Feb 5, 2008 8:00 AM
UCLA consultants turn struggling K-12 public schools around
Among California principals and teachers, word is spreading about a group of UCLA-based education consultants with a remarkable track record for transforming underperforming schools.
The School Management Program (SMP) has consulted with more than 800 public schools during its 15-year history, enhancing learning opportunities for tens of thousands of students along the way. "We feel like they're the wise elders of education in Los Angeles," said Chris Ferris, principal of Our Community Charter School in North Hills, which hired SMP to help get the school off the ground when it opened in 2005.
Civic leaders are taking notice, too. SMP's latest accolade came by way of a proclamation from the Los Angeles City Council, which on Jan. 25 commended the program for improving "student achievement by fostering well-managed schools where professional development enhances teacher effectiveness, builds community, and results in personal transformation."
A center of the Graduate School of Education & Information Studies, SMP provides K-12 teachers and administrators with techniques for improving their schools. It works mainly with California schools, although a recently opened satellite office serves schools in New England and New York.
Among SMP's primary strategies are showing teachers how to conduct more productive "walk-throughs" of other classrooms in their schools and coaching them on how to share best practices with one another.
Better communication among teachers might not sound like the cure-all for underperforming schools. But Wellford W. "Buzz" Wilms, a professor in GSE&IS who does not work with SMP, has seen the results first-hand. Wilms observed the transformation at Baldwin Park High School, which began working with SMP in 2004, when low performance on the California Academic Performance Index (API) put the school in danger of being taken over by the state's Department of Education.
Teacher meetings, he said, were just the spark for a wide range of improvements. "From there, the trust started to build. Then, as teachers learned to do classroom walk-throughs, they started to see that one improvement connected to others. If they had engaging lessons, the discipline problems started to go away. They brought students into a mutual evaluation of where things broke down and how to fix it."

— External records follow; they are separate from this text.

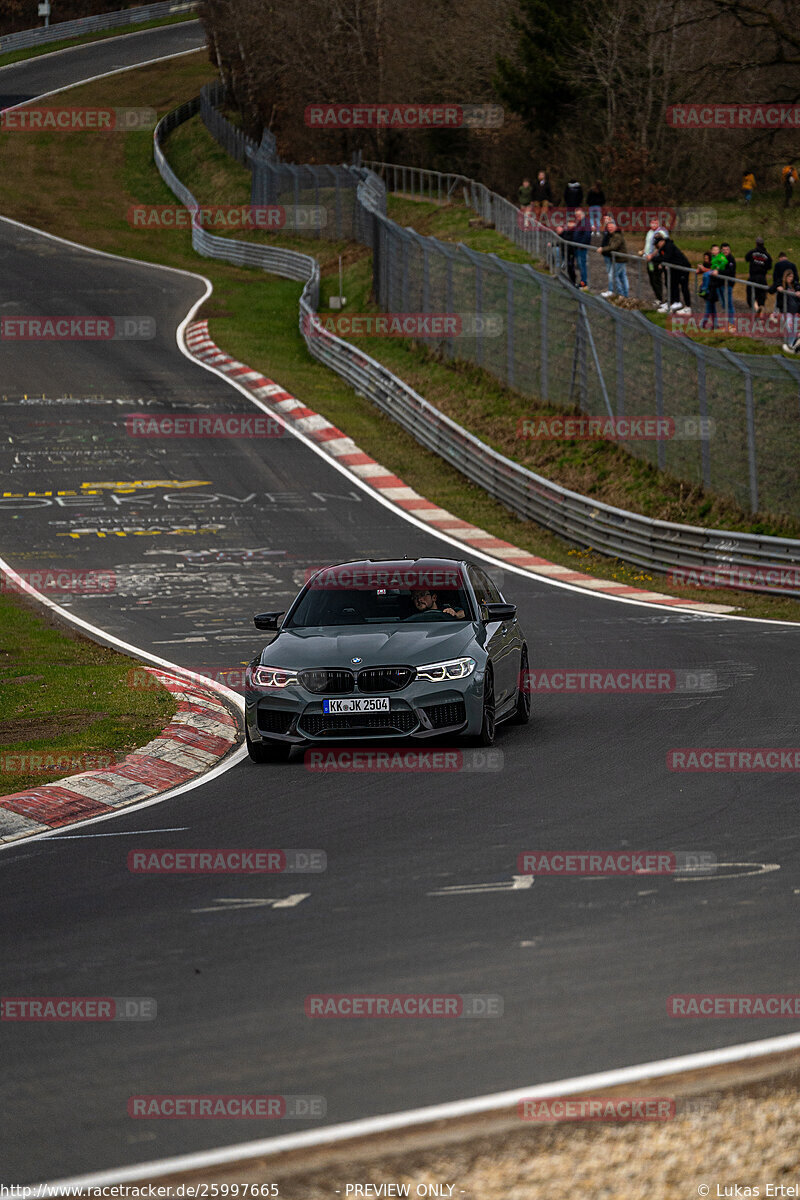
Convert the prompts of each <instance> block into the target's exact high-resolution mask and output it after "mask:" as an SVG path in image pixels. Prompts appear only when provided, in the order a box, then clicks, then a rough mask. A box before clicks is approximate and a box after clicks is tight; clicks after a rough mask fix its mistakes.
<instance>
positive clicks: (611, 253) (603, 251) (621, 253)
mask: <svg viewBox="0 0 800 1200" xmlns="http://www.w3.org/2000/svg"><path fill="white" fill-rule="evenodd" d="M606 230H607V233H608V242H607V244H606V246H604V247H603V248H602V250H601V253H602V254H603V256H607V262H608V263H610V264H612V269H610V272H609V274H610V277H612V290H613V292H616V294H618V295H620V296H626V295H627V294H628V286H627V268H626V265H625V259H624V258H619V259H618V258H615V257H614V256H615V254H627V246H626V244H625V235H624V234H622V230H621V229H618V228H616V222H615V221H609V222H608V224H607V226H606Z"/></svg>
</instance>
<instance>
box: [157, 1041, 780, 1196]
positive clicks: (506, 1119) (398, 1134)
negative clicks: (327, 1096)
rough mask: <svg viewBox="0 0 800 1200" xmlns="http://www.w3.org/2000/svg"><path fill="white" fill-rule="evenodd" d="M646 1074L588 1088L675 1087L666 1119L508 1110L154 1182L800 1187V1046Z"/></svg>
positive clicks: (504, 1192) (481, 1190)
mask: <svg viewBox="0 0 800 1200" xmlns="http://www.w3.org/2000/svg"><path fill="white" fill-rule="evenodd" d="M652 1082H654V1085H656V1086H650V1085H649V1084H648V1085H645V1086H643V1085H640V1084H639V1085H636V1086H627V1087H615V1088H608V1090H603V1091H599V1092H593V1093H587V1096H589V1094H591V1096H600V1094H601V1096H603V1097H614V1098H616V1100H618V1103H619V1100H620V1099H621V1098H622V1097H634V1096H637V1097H655V1096H657V1097H672V1098H675V1116H674V1117H673V1118H672V1120H667V1121H661V1122H658V1123H642V1122H636V1123H634V1122H630V1121H628V1122H619V1123H609V1122H603V1123H597V1122H593V1123H579V1122H576V1121H570V1122H560V1123H557V1124H554V1123H548V1124H543V1123H541V1122H540V1123H536V1122H531V1121H525V1122H523V1121H521V1120H519V1118H518V1117H516V1116H512V1115H510V1114H509V1112H507V1111H506V1114H505V1115H503V1116H500V1115H494V1114H491V1115H486V1116H483V1117H475V1116H473V1117H468V1118H465V1120H464V1121H463V1122H450V1123H449V1124H447V1126H446V1127H445V1126H444V1123H443V1126H441V1127H440V1128H439V1129H437V1128H435V1127H434V1126H429V1127H427V1129H425V1130H422V1132H419V1133H417V1132H410V1133H404V1134H393V1135H390V1136H389V1138H385V1139H379V1140H377V1139H374V1138H365V1139H362V1140H361V1141H360V1142H350V1144H348V1145H347V1146H345V1145H342V1146H339V1147H331V1146H323V1147H319V1148H318V1150H306V1151H296V1152H293V1153H290V1154H279V1156H275V1157H271V1156H270V1157H266V1158H261V1159H251V1160H249V1162H248V1163H242V1164H239V1165H235V1164H230V1165H225V1166H219V1168H215V1169H213V1170H207V1169H206V1170H204V1171H197V1172H191V1174H186V1175H181V1176H167V1175H164V1176H162V1177H161V1178H160V1180H158V1182H160V1183H169V1184H172V1188H170V1194H178V1193H176V1186H178V1183H179V1182H185V1181H188V1180H190V1178H191V1180H193V1181H196V1182H197V1181H204V1182H206V1183H207V1184H209V1186H210V1184H211V1183H217V1184H221V1183H223V1182H224V1183H228V1184H231V1183H234V1182H236V1183H240V1184H243V1183H248V1184H251V1186H252V1184H261V1186H264V1184H266V1183H272V1184H277V1187H278V1188H279V1192H278V1195H279V1198H281V1200H335V1198H336V1196H342V1198H343V1200H347V1198H348V1196H353V1198H367V1196H369V1198H375V1196H398V1195H407V1196H425V1195H427V1196H450V1198H452V1200H576V1198H578V1196H581V1198H587V1200H601V1198H602V1200H639V1198H640V1200H687V1198H691V1196H712V1198H715V1200H716V1198H718V1196H762V1198H764V1196H800V1052H799V1054H794V1055H789V1056H783V1057H782V1058H780V1060H777V1061H776V1060H771V1061H770V1063H765V1062H764V1061H762V1062H748V1063H744V1064H734V1066H732V1067H724V1068H720V1069H714V1070H711V1072H704V1073H703V1078H699V1076H698V1075H697V1074H694V1075H684V1076H673V1078H672V1079H661V1080H654V1081H652ZM710 1085H711V1086H710ZM381 1184H383V1188H381ZM736 1187H738V1188H739V1190H736ZM747 1188H750V1190H746V1189H747ZM356 1189H357V1190H356ZM207 1194H209V1195H210V1194H211V1189H210V1187H209V1193H207ZM240 1194H241V1193H240ZM229 1195H230V1193H229Z"/></svg>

Under a mandate from the state, the school needed to improve its API score by 16 points. In the first year of SMP's contract, Baldwin Park's score rose by 110 points; in the second year by 25 points. The two-year gain of 135 points outpaced every other school in California.
"[Teachers] had concrete action plans and concrete goals," said Julie Infante, who was the school's principal during the SMP contract and now is a principal-at-large for the Baldwin Park Unified School District. "And we could tell they were attaining those goals, too — we didn't have to wait until August to see the test scores."
In addition, Infante said, discipline problems diminished and morale among students and teachers improved. Wilms said the school even started to look better: "The campus was cleaner. You could see it."
One of the major reasons for SMP's success is its consultants. "All of our faculty are principals, teachers or school board members," said Dan Chernow, the program's executive director. "They're school-based practitioners, many of whom take a leave of absence to work with us full-time, so there's ... not a major learning curve."
According to Ferris, teachers and administrators at his school credit UCLA for making such an impact. "UCLA is doing a tremendous service to the Los Angeles community by doing this," she said. "In a very deep way, they're creating true reform and increasing student learning. They're going to wherever the need is and helping schools get better. That's the only way education reform really happens."